To the best of our knowledge, attention idea has seldom been adopted in the HAR scenario. Recently, two attention methods, that combine with a Gated Recurrent Units (GRU) network [14] and a Long Short-Term Memory (LSTM) network [15] respectively, are proposed to capture the dependencies of sensing signals in both spatial and temporal domains simultaneously. Furthermore, we have proposed two attention methods, i.e., hard attention method [10] and soft attention method [16], which can focus on the target activity from a long sequence. However, compared with above attention-based GRU [14] or LSTM [15], the hard or soft attention fails to address the spatial–temporal dependencies of multimodal sensing signals. That is to say, they can only tell where to focus from the temporal information and miss the channel information, which is crucial in deciding what to focus. In computer vision field, convolution operations usually extract features via blending cross-channel and spatial information together. Recently a series of researches have been introduced to incorporate channel attention into convolution blocks [17], [18], [19], [20], [21], [22], showing great potential in performance improvement.

The channel attention has never been considered in HAR. Inspired by the idea, we aim to increase representation power and comprehensibility by incorporating the channel attention into multimodal HAR researches. In the paper, we for the first time propose a dual attention method called DanHAR for multimodal HAR scenario, which blends channel and temporal attention on a CNN model. To increase feature extraction capacity, residual network is also introduced as our backbone. We sequentially infer channel and temporal attention maps, which enable us to learn what and where in both spatial and temporal domains simultaneously. The proposed attention can capture channel features and temporal dependencies of multimodal time series sensor signals, which amplifies the more important sensor modalities and timesteps during classification. Extensive experiments are conducted to evaluate DanHAR on four public HAR datasets consisting of WISDM [23], UNIMIB SHAR [24], PAMAP2 [25] and OPPORTUNITY [26], as well as the weakly labeled dataset. We show that exploiting both is superior to using one attention alone. Visualizing analysis of attention weights is further provided to explore how attention has focused on multimodal time series sensor signals to improve the model’s comprehensibility, which indicates the superiority of DanHAR blending channel and temporal attention related to typical challenges in multimodal HAR scenarios.

Our main contribution is three-fold. Firstly, we present an efficient DanHAR method in multimodal HAR scenarios, which can improve representation power of CNN via blending channel and temporal attention together. Secondly, extensive experiments are conducted to verify that the attention method is able to achieve SOTA results with negligible overhead of parameter, across the multiple public benchmark HAR datasets as well as the weakly labeled HAR dataset. Thirdly, various ablation experiments are performed to validate the effectiveness and efficiency of the proposed method. Visualizing analysis of attention weights in both spatial and temporal domains is provided to improve the multimodal sensor signal’s comprehensibility.
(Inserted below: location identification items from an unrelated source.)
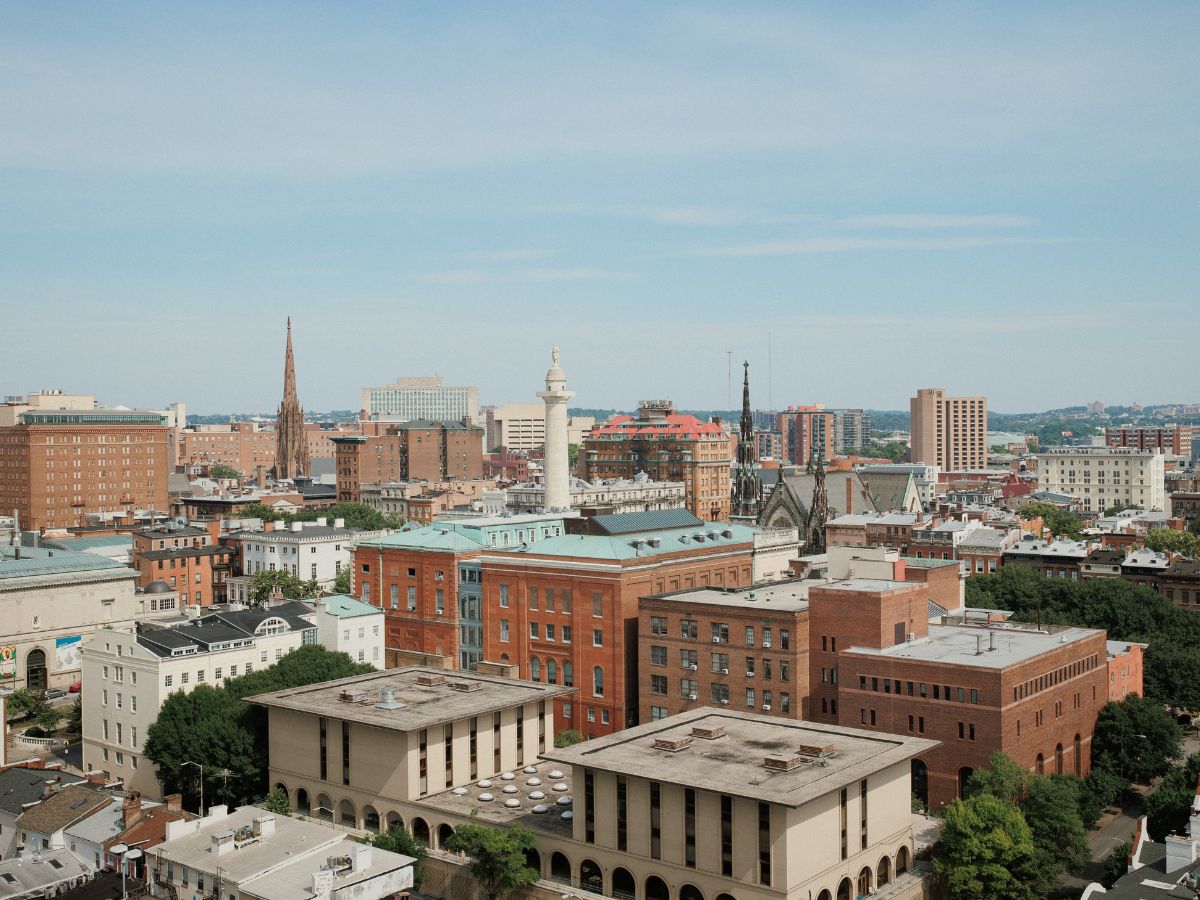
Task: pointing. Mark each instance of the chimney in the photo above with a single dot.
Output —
(131, 809)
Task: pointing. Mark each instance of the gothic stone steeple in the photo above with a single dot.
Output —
(747, 479)
(291, 443)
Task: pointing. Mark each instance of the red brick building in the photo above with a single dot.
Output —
(187, 558)
(977, 685)
(568, 607)
(667, 447)
(408, 451)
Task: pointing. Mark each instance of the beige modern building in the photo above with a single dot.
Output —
(1102, 477)
(946, 431)
(51, 604)
(522, 426)
(706, 805)
(127, 673)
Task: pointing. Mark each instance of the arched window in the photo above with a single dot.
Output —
(591, 877)
(371, 819)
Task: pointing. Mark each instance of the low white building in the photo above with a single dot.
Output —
(51, 603)
(127, 673)
(306, 550)
(252, 855)
(1103, 477)
(352, 627)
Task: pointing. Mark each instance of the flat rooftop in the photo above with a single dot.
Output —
(733, 762)
(791, 595)
(418, 706)
(957, 645)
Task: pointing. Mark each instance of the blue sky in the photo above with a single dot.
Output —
(993, 198)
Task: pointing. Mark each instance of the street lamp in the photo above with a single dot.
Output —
(189, 762)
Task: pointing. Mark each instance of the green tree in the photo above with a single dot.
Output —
(568, 737)
(207, 726)
(985, 851)
(263, 585)
(342, 581)
(499, 857)
(1168, 540)
(1116, 864)
(277, 802)
(1135, 738)
(1169, 807)
(397, 840)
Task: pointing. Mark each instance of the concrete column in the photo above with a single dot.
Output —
(558, 479)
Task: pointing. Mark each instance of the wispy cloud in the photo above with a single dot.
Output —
(526, 276)
(849, 245)
(918, 221)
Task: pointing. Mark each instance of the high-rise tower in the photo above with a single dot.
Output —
(557, 468)
(747, 479)
(291, 443)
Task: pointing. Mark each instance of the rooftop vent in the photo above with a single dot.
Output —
(781, 762)
(672, 744)
(388, 701)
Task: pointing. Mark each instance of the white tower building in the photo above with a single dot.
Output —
(558, 477)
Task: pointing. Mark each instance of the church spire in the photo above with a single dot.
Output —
(747, 480)
(291, 442)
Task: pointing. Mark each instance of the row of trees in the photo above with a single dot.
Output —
(1017, 832)
(215, 726)
(1128, 612)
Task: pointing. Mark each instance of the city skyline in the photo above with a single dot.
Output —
(927, 186)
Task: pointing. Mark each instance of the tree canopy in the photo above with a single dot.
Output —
(1059, 521)
(1137, 738)
(213, 726)
(1128, 612)
(499, 857)
(985, 851)
(1167, 540)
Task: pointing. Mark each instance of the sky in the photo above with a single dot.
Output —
(859, 199)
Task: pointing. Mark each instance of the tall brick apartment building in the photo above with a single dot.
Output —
(975, 684)
(57, 467)
(667, 447)
(407, 451)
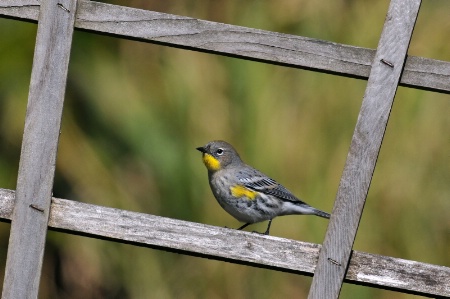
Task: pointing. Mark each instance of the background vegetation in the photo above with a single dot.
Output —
(135, 112)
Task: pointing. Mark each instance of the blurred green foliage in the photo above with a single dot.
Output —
(135, 112)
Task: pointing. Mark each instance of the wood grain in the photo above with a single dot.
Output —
(234, 246)
(364, 149)
(39, 146)
(247, 43)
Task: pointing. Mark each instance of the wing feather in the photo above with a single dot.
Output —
(261, 183)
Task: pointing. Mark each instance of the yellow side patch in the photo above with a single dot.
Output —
(241, 191)
(210, 162)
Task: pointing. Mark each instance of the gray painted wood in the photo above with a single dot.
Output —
(39, 146)
(364, 149)
(234, 246)
(247, 43)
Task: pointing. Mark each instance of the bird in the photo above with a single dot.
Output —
(246, 193)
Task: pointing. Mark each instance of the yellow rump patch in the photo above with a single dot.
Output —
(241, 191)
(210, 162)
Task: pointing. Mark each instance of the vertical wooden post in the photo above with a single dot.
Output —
(365, 146)
(39, 147)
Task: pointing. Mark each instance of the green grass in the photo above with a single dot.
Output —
(135, 112)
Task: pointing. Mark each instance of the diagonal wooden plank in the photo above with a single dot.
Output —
(236, 41)
(39, 146)
(364, 149)
(249, 249)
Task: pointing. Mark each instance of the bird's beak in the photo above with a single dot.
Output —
(201, 149)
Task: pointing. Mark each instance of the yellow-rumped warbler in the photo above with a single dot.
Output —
(246, 193)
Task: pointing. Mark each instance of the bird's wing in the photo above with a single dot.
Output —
(257, 181)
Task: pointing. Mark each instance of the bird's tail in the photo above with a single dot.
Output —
(321, 214)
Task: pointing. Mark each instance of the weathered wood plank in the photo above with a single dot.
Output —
(247, 43)
(364, 149)
(39, 146)
(234, 246)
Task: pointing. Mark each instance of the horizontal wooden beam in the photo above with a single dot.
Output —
(236, 41)
(234, 246)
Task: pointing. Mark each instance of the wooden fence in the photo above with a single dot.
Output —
(32, 210)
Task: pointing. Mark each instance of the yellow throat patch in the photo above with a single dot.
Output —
(210, 162)
(241, 191)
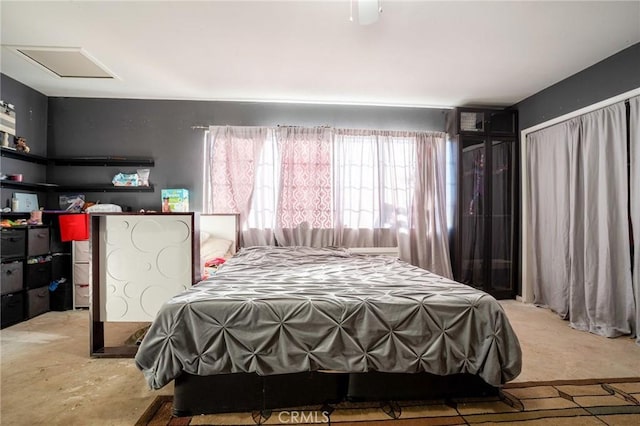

In addition, the proposed method can effectively aid to ‘ground truth annotation’ and alleviate its burden.

The rest of the paper is organized as follows. In Section 2, we review the related literatures of sensor based HAR. Section 3 proposes the attention in multimodal HAR scenario. Section 4 introduces the public HAR datasets and the collected weakly labeled dataset. In addition, the performance comparison and analysis are detailed from several aspects. In Section 5, the conclusion is made and the future work is discussed.